ACED contains 3 primary data.frame objects and some supplementary data.

All of the data tables have two variables which can serve as keys. SubjID and AltID. Either can be used as a primary key in joins. Note that the first two digits of the AltID gives the session (i.e., class) that the student was in. Note also that students in the control group have only pretest and posttest data; hence they do not appear in ACED.items, ACED.scores or ACED.splitHalves.

ACED.scores is data frame with 230 observations on 74 variables. These are mostly high-level scores from the Bayesian network.
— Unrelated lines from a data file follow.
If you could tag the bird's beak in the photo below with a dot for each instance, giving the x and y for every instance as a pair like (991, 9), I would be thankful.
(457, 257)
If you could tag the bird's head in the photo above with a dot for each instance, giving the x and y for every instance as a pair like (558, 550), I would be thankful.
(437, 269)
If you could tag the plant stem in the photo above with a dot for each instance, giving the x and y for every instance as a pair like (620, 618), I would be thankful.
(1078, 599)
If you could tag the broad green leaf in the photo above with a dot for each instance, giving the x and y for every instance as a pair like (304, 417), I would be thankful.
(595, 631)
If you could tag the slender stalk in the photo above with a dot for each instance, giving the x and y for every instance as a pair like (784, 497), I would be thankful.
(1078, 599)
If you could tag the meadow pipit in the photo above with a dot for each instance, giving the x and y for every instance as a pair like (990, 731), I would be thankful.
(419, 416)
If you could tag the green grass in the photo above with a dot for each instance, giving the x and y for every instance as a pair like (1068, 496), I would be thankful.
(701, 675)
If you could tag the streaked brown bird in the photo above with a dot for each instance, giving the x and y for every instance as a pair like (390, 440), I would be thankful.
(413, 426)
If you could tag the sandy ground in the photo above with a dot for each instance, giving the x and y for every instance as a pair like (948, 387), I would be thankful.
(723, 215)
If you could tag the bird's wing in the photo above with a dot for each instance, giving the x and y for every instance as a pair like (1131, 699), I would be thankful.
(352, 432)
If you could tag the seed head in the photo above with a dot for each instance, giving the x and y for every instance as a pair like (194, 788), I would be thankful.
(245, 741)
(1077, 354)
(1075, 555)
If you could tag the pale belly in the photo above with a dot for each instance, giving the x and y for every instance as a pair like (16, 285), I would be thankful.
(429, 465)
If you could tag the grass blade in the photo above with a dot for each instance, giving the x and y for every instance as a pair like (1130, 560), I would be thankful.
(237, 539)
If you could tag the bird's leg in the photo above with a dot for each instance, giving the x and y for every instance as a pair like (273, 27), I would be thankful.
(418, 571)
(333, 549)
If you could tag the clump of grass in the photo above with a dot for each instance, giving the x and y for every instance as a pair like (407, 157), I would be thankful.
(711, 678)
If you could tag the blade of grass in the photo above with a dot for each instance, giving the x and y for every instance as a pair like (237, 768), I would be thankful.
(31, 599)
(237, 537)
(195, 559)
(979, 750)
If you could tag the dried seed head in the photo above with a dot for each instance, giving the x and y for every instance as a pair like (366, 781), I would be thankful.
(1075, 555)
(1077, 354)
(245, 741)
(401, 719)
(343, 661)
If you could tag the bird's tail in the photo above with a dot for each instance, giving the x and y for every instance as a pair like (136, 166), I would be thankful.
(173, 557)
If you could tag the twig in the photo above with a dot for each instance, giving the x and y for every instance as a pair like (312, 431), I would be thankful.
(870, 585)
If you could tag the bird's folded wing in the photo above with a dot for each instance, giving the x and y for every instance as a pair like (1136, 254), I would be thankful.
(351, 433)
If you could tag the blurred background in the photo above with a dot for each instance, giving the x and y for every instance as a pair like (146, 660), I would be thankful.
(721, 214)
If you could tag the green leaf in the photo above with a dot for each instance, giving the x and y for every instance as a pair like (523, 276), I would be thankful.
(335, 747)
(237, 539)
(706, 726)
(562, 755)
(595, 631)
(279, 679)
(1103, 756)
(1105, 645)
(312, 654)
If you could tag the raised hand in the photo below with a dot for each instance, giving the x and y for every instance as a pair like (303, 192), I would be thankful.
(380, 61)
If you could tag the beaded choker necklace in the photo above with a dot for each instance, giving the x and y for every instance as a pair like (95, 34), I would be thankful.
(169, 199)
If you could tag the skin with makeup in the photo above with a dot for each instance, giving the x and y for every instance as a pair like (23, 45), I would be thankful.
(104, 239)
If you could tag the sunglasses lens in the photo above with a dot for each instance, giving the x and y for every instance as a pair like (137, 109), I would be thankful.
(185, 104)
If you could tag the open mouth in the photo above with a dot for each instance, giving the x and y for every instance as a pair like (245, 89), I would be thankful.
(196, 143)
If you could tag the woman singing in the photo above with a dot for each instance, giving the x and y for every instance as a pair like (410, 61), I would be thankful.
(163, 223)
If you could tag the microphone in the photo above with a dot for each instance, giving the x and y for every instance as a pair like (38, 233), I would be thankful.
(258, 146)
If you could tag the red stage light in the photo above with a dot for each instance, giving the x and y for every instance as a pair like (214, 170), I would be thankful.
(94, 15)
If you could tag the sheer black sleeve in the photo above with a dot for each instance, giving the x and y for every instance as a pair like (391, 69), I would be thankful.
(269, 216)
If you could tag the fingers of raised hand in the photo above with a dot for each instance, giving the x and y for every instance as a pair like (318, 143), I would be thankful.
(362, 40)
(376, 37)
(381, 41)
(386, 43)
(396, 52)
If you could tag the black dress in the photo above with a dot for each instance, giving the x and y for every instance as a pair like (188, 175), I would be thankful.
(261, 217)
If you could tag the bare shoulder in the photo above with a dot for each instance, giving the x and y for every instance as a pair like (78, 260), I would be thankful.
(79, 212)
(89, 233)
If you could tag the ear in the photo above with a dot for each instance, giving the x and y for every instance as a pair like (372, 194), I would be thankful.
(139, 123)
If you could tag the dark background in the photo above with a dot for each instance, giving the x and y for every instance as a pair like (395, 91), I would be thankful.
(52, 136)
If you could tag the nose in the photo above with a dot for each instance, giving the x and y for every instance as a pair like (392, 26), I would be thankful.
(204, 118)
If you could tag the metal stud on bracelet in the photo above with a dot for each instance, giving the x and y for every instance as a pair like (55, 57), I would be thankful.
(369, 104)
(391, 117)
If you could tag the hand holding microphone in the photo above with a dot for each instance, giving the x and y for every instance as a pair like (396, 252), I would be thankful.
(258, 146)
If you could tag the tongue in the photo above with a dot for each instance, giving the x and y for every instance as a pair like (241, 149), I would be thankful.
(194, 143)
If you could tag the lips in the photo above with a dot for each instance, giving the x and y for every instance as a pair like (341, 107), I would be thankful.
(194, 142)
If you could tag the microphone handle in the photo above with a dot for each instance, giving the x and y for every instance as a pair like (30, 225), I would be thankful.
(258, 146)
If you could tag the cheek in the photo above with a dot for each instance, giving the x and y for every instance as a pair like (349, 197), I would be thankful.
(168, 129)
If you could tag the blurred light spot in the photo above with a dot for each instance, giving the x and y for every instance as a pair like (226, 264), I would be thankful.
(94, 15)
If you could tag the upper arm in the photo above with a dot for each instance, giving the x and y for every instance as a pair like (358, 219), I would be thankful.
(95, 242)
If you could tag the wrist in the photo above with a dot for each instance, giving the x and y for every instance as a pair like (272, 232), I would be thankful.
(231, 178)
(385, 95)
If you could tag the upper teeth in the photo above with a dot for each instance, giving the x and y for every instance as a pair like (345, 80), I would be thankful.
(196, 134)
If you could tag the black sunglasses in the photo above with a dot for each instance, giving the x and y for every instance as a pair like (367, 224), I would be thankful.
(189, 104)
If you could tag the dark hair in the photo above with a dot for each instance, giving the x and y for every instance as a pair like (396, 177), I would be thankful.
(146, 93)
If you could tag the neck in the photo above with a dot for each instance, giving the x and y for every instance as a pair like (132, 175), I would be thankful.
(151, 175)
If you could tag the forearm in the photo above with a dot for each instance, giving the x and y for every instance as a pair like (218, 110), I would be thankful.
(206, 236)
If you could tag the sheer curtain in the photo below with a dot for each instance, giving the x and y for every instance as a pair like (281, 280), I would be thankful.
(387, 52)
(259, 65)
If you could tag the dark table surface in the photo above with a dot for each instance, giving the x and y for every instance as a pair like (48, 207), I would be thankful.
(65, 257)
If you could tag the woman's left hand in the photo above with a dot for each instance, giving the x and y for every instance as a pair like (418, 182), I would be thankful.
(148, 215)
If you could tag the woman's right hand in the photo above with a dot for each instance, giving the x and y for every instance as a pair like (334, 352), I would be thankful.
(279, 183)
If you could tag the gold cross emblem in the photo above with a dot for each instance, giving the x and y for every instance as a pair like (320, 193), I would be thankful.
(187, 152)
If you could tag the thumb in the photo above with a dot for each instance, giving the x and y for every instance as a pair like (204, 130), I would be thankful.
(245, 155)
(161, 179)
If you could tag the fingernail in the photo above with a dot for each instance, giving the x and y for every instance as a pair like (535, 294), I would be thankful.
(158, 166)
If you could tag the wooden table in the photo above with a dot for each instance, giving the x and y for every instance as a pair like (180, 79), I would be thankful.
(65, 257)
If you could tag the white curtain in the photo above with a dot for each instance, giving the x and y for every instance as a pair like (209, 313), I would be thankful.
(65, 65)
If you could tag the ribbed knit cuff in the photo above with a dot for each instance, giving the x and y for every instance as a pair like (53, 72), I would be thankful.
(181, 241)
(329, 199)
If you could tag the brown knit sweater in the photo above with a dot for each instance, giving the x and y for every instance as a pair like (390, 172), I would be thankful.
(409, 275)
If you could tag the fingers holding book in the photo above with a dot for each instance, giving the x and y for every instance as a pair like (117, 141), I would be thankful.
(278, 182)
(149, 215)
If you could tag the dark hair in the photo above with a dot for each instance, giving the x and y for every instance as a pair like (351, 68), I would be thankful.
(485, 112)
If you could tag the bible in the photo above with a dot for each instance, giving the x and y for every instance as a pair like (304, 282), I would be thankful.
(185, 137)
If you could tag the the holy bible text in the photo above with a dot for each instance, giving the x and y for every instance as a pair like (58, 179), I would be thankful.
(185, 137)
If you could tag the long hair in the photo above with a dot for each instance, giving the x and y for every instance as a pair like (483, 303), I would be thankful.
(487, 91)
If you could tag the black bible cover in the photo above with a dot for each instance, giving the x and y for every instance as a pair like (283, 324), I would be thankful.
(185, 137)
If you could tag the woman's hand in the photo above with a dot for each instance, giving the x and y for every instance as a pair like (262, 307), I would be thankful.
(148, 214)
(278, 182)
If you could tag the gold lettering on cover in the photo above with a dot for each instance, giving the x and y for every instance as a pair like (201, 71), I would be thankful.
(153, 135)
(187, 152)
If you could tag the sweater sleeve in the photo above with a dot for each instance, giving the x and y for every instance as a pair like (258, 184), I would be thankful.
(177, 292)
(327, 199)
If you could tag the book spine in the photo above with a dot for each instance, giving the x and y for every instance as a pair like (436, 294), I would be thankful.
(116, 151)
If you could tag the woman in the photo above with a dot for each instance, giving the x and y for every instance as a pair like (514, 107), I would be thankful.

Cond_code: a factor giving the experimental condition for this student, the levels are “adaptive_acc”, “adaptive_full”, “linear_full”, and “control”. Note that there are no control students in this data set.
Sequencing: a factor describing whether the sequence of items was Linear or Adaptive
Feedback: a factor describing whether the feedback for incorrect items was Extended or AccuracyOnly
All_Items: a numeric vector giving the number of items in ACED
Correct: a numeric vector giving the number of items the student got correct
Incorr: a numeric vector giving the number of items the student got incorrect
Remain: a numeric vector giving the number of items not reached or skipped
ElapTime: a difftime vector giving the total time spent on ACED (in seconds)

The next group of columns give “scores” for each of the nodes in the Bayesian network. Each node has four scores, and the columns are names pnodeScoreType where node is replaced by one of the short codes in ACED.allSkills.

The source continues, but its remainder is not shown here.